CNBC’s Jim Cramer said on Monday that he believed two recent business dissolutions created four shares worth buying.
The first spin-off involves XPO Logistics and the new separate entity, GXO Logistics. The deal was reached on August 2. XPO Logistics operates a freight forwarding and truck brokerage business, while GXO Logistics is a warehousing and logistics business focused on last mile delivery.
“Honestly, I love them both,” said the host of “Mad Money”, calling XPO a “fabulous piece of e-commerce.” While the company’s shares aren’t as cheap as they used to be, Cramer said they’ve mostly been on their feet since May. “I think it’s more upside down,” he said.
XPO shares closed Monday’s session up about 2% to $ 86.62, bringing its year-to-date losses to 27.3%.
GXO, on the other hand, “has always been the jewel in the XPO crown,” Cramer said. “GXO has real scarcity value given that there are really very few pure play contract logistics companies in the US. Even after the incredible movement of the last few weeks… I would be a buyer,” a- he added.
The other split highlighted by Cramer involved an entity formerly known as L Brands. It’s now become two separate companies: lingerie brand Victoria’s Secret and Bath & Body Works, which makes lotions and hand sanitizers.
While Cramer has said he is “hesitant” to give Victoria’s Secret the benefit of the doubt, he noted that the company is making serious efforts to refresh its image and that top retail analyst Matt Boss of JPMorgan , is optimistic about its prospects. Boss has a price target of $ 100 on Victoria Secret shares, which closed at around $ 66 apiece on Monday.
“I think the action reflects all of the issues but none of the potential positives, which makes it so appealing,” Cramer said, adding that he was “ready to bless the new Victoria’s Secret for the speculation on the turnaround” .

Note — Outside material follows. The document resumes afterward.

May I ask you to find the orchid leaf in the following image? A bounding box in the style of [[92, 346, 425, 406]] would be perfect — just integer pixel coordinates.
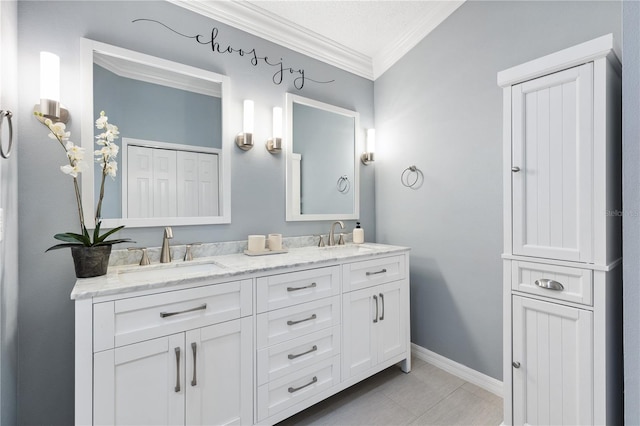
[[45, 243, 84, 252], [94, 224, 124, 244]]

Bath & Body Works, meanwhile, is a solid long-term investment, according to Cramer. However, he warned that the action could face short-term challenges as the company finds itself in a period of difficult year-to-year comparisons after having excelled during the Covid pandemic.
“This business has managed to thrive even when it was attached to the hip at ailing Victoria’s Secret, so I bet they can do a lot better on their own. At 15 times next year’s profit estimates. , I call it a good deal, ”Cramer said.